Given my lack of success in the past, it's understandable I'd feel surprised when Oliver quickly caught a trout on a trolled Hedden Sonic. We made another pass when my Phoebe got smacked hard, and Oliver caught yet another trout on a Rapala Countdown. We made another circular pass, trying to keep near the weeds in water deeper than 20 feet. I like the idea of trout and salmon attracted to the fertility.
Nothing more happened, so we went through the shallows and into the deepest water beyond them, hundred-foot depths showing on the graph.
Temps today never got out of the 50's. The water was 62, a good temperature for the trout and salmon, though I wasn't sure if it hadn't fallen too much and put the bass off. It definitely hadn't. We had a lot of rain. Oliver got chilled in the end, and I was glad we went in when we did, so he didn't suffer any worse. I wore a base layer under my pants, and another under a Woolrich shirt, a neoprene jacket over that, and a raincoat. I felt comfortable all day.
As if we fished the steep shoreline drops of Tilcon Lake, I imagined the fishing as one and the same, only Aeroflex gets more pressure. At first I felt tempted to use a 1/16th-ounce jig with a little two-and-a-half-inch paddletail, That's how we fished two years ago, getting the jig down into 20-foot depths at the edge of the weeds, but only by using Wacky rigs to search out the weeds and wood in front of us did the fishing make sense today in the way it does at the other lake, and pretty soon, it paid off. The bass fought hard, and I measured it at 18 inches and imagined it must have weighed nearly three-and-a-half pounds. A fat fish. Minutes later, I caught my second, about 15 inches.
We worked our way down lake, catching bass. I watched Oliver hook one that we watched as he moved it from about four feet of water towards the depths where it got off. We believe that bass had to be at least 20 inches. No pickerel today, although one of them attacked Oliver's Wacky rig as he reeled it in to make another cast. I finished with a total of six bass; Oliver caught two.

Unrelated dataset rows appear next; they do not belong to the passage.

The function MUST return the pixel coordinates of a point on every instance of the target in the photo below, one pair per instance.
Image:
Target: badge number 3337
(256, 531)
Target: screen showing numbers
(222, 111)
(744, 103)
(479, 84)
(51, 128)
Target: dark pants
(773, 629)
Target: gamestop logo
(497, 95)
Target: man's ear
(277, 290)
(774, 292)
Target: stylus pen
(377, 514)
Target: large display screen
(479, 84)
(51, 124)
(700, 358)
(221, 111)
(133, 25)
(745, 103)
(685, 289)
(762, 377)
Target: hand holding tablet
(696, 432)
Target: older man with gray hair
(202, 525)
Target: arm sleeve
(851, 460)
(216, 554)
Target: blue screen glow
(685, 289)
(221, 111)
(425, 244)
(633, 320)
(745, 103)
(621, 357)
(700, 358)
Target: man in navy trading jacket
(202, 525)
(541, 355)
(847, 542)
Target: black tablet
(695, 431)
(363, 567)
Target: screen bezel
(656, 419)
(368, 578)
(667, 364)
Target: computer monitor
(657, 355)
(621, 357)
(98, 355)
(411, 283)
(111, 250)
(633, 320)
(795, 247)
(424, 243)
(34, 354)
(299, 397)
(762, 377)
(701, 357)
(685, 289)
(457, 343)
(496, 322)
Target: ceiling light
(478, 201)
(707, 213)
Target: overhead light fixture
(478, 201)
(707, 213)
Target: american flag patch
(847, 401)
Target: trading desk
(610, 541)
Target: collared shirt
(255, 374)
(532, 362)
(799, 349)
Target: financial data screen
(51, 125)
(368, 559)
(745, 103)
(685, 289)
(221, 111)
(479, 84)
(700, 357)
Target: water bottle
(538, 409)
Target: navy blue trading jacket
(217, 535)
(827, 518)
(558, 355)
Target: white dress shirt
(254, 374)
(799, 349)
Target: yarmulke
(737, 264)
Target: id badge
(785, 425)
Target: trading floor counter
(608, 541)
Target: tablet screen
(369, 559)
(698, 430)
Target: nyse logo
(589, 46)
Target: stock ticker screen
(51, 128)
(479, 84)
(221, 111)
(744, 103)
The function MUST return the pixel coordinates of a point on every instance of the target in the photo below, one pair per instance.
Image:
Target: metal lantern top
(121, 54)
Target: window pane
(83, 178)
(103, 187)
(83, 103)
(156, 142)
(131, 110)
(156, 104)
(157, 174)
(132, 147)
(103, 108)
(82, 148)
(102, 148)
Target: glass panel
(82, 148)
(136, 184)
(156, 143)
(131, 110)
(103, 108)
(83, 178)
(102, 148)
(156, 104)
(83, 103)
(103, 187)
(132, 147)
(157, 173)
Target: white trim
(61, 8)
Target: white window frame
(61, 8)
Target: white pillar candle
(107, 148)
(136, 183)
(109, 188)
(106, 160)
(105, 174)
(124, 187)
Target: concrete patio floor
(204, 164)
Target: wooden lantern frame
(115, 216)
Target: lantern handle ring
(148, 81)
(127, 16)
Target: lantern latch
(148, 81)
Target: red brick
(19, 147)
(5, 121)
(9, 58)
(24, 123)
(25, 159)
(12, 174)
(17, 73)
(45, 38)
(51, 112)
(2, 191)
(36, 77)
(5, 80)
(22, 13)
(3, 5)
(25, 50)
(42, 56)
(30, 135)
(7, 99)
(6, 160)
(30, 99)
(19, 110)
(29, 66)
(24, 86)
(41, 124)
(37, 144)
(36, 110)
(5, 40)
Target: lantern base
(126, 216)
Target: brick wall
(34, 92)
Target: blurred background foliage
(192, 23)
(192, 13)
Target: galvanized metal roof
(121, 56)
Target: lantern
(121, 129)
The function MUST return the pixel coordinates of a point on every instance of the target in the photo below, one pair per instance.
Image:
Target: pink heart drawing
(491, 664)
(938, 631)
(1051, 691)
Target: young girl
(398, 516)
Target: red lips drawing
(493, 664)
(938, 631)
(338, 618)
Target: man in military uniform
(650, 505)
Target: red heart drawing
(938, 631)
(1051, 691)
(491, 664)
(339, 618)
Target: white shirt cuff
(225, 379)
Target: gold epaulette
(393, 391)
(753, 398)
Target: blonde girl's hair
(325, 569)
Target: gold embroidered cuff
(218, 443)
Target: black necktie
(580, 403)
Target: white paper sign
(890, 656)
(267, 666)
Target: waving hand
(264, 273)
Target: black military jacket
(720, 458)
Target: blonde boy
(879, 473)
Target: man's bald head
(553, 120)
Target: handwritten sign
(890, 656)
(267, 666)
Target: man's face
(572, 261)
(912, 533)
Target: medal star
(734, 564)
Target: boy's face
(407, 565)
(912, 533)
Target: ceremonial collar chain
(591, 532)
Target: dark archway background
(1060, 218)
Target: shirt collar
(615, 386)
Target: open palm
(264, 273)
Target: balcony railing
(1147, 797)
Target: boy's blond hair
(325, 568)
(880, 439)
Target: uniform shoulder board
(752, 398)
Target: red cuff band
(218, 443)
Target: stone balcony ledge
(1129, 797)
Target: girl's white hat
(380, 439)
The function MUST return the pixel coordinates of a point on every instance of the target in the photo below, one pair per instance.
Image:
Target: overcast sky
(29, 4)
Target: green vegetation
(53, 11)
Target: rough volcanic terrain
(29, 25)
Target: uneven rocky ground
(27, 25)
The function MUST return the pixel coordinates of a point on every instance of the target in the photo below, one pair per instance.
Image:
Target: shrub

Most of mine were about 15 inches, though another one of them was 18 inches. You have to fish thoroughly. A Wacky rig isn't ideal. No rig is ideal for the weeds in May. If it were July, I'd have used an inset hook on a traditional worm. But the weeds haven't fully grown in yet, and even though a Wacky rig gets caught in the weeds, I can snap the worm free, and otherwise keep it from getting hung up by working it over the tops of the weeds. Fluttering the ends. Only one of my bass took the worm on the initial drop. The Wacky rig is a good one to use as a search bait, but a search bait on the slow side, and that worked very well today. I also caught a rainbow trout while trolling the Phoebe out over deep water on our way back to the launch ramp. We had fished a total of four hours.